Counterfeit version of Botox found
FDA is alerting health care professionals and consumers that unsafe counterfeit versions of Botox (botulinum toxin) have been found in multiple states and administered to consumers for cosmetic purposes.
FDA is aware of adverse events, including hospitalizations, linked to the counterfeit Botox. Symptoms included blurred or double vision, difficulty swallowing, dry mouth, constipation, incontinence, shortness of breath, weakness and difficulty lifting one’s head following injection of these products. These symptoms are similar to those seen when botulinum toxin spreads to other parts of the body.
FDA takes reports of counterfeit products seriously and is working closely with the Centers for Disease Control and Prevention (CDC), state health departments and manufacturers to help protect the nation’s drug supply. FDA’s investigation is ongoing, and the agency is currently working with AbbVie (the Botox manufacturer) to identify, investigate and remove suspected counterfeit Botox products found in the U.S.
These incidents have occurred when counterfeit Botox is injected by licensed and unlicensed individuals and/or in non-medical or unlicensed settings. The products appear to have been purchased from unlicensed sources. Medications purchased from unlicensed sources may be misbranded, adulterated, counterfeit, contaminated, improperly stored and transported, ineffective and/or unsafe.
Information for Health Care Professionals
Purchasing and administering counterfeit products puts your patients at risk.
Check the product for any signs of counterfeiting before using it.
Federal law requires that all health care providers who dispense or administer prescription drugs purchase those products only from authorized sources.
Visit FDA’s website for information about how to safely purchase prescription drugs for your patients: Know Your Source: Protecting Patients from Unsafe Drugs.
Information for Consumers
If you are experiencing any of the symptoms listed above, following an injection of botulinum toxin products, contact a health care professional or go to the emergency room.
Confirm with your health care professional that you are receiving a product from an authorized source.
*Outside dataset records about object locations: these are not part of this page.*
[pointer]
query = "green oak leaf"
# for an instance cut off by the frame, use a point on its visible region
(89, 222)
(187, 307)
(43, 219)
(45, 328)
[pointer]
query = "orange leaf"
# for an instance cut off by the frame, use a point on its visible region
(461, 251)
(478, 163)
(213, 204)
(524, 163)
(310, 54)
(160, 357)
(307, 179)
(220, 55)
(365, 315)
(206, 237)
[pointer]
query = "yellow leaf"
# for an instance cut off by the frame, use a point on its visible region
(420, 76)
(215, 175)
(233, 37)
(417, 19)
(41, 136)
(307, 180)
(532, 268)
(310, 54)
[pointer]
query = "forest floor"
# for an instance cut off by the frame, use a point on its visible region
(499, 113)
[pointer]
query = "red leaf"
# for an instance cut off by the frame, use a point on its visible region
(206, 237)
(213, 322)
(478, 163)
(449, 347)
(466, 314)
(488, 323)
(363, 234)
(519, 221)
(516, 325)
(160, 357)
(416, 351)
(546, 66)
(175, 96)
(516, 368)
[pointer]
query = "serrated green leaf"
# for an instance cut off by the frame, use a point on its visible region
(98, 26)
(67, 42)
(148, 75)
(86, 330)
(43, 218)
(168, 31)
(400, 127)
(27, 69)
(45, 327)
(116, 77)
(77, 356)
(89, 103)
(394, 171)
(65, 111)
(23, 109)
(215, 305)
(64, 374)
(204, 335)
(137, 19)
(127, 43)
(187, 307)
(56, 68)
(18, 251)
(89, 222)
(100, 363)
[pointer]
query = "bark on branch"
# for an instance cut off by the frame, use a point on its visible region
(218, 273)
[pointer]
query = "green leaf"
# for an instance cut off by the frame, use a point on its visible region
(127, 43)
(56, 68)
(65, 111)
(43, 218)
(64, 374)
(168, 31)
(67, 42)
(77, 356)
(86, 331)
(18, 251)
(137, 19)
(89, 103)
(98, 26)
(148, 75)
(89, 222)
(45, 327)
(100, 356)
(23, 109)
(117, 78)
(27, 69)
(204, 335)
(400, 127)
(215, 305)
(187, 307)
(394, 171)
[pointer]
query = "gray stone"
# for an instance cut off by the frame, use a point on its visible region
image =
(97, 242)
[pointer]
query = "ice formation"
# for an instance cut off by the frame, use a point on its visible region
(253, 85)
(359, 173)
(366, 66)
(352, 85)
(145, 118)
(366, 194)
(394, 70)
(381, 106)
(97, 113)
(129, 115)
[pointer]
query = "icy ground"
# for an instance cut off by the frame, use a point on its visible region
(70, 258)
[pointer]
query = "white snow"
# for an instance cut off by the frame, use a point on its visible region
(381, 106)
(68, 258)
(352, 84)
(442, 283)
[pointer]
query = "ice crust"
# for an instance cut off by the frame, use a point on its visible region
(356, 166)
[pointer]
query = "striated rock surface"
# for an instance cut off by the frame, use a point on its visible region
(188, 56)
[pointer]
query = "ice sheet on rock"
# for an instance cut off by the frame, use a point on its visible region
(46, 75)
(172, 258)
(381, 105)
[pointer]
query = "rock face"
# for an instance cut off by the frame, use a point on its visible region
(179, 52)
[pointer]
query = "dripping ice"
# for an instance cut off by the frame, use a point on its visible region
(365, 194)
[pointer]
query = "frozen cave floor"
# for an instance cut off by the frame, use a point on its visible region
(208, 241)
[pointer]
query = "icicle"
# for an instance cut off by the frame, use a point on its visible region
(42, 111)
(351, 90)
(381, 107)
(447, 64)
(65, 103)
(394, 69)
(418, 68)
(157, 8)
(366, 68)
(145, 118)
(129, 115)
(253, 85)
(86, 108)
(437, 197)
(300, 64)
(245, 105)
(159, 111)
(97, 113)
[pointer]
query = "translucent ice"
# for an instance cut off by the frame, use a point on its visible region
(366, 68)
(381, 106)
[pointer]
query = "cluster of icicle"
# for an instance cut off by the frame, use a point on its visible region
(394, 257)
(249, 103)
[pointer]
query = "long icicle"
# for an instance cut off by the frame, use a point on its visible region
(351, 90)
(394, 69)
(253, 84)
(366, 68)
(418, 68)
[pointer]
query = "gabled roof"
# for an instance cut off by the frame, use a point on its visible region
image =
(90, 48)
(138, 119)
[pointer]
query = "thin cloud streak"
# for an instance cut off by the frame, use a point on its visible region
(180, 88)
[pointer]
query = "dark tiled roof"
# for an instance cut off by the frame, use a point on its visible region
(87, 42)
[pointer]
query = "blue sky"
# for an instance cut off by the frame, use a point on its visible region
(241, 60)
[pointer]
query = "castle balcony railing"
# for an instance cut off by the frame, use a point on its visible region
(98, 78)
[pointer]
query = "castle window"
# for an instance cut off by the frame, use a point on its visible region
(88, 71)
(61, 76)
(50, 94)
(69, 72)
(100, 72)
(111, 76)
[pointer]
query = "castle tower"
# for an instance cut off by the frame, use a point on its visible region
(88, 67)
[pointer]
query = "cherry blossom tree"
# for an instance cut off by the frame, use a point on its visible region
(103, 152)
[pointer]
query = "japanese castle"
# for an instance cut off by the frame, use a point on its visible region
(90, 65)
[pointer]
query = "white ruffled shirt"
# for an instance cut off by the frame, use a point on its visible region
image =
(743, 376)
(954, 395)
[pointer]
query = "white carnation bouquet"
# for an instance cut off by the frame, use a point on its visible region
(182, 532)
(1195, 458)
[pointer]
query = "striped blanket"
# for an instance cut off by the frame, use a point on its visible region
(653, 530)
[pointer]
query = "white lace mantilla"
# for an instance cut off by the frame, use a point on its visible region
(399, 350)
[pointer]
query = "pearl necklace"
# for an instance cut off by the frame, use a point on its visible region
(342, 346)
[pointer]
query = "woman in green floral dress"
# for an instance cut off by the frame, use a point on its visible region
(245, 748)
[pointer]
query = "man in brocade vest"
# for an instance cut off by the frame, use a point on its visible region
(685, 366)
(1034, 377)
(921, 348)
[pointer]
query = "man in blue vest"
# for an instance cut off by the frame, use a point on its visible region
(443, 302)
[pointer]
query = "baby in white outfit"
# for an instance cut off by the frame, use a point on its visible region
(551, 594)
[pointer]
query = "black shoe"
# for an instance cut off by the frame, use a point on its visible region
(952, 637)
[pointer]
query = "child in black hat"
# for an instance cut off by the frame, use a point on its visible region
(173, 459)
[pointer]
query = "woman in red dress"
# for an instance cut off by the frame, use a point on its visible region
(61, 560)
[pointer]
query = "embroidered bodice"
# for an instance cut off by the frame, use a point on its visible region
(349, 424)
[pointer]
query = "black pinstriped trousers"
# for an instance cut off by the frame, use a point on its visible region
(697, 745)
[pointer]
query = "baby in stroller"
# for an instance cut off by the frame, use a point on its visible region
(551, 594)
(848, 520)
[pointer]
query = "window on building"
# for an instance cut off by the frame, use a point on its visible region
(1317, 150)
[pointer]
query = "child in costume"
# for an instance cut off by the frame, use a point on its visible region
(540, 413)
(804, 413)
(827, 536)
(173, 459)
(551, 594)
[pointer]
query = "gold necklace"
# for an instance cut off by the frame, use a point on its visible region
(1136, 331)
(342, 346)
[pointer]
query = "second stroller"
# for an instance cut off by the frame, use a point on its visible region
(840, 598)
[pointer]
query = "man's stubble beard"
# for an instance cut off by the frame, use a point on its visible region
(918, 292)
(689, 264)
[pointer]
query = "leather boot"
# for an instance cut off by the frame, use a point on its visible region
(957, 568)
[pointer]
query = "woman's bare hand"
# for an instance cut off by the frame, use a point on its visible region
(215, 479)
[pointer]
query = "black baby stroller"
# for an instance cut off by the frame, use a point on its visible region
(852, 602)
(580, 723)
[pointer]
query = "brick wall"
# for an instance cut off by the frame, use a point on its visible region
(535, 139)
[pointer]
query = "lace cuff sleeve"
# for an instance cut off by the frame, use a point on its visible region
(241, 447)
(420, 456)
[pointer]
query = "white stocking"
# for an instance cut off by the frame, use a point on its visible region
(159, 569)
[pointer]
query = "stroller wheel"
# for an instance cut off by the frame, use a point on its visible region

Ask your health care professional if they are licensed and trained to administer the product.
Signs of Counterfeit Versions of Botox
There are some similarities between the counterfeit Botox products and the FDA-approved Botox.
AbbVie manufactures the authentic Botox products in 50-, 100- and 200-unit dose forms. The product descriptions on the outer cartons are either “BOTOX® COSMETIC / onabotulinumtoxinA / for Injection” or “OnabotulinumtoxinA / BOTOX® / for injection.” The manufacturer identified on the outer carton is either “Allergan Aesthetics / An AbbVie Company” or “abbvie.” FDA-approved Botox displays the active ingredient as “OnabotulinumtoxinA” on the outer carton and vial.
Currently, there is no indication that the reported events were linked to AbbVie’s FDA-approved Botox, and the genuine product should be considered safe and effective for its intended and approved uses.
The counterfeit product includes counterfeiting of the outer carton and vial. The counterfeit product may be identified by one or more of the following:
The outer carton and vial contain lot number C3709C3
The outer carton displays the active ingredient as “Botulinum Toxin Type A” instead of “OnabotulinumtoxinA”
The outer carton and vial indicates 150-unit doses, which is not a unit made by AbbVie or Allergan
The outer carton contains language that is not English
Consumers should report suspected counterfeit Botox products to FDA at 800-551-3989, or through www.accessdata.fda.gov/scripts/email/oc/oci/contact.cfm.
Health care professionals and consumers should report adverse events related to the use of any medications, including suspected counterfeit medications to FDA's MedWatch Safety Information and Adverse Event Reporting Program:
Complete and submit the report online at MedWatch Online Voluntary Reporting Form, or
Download and complete the form, then submit it via fax at 1-800-FDA-0178.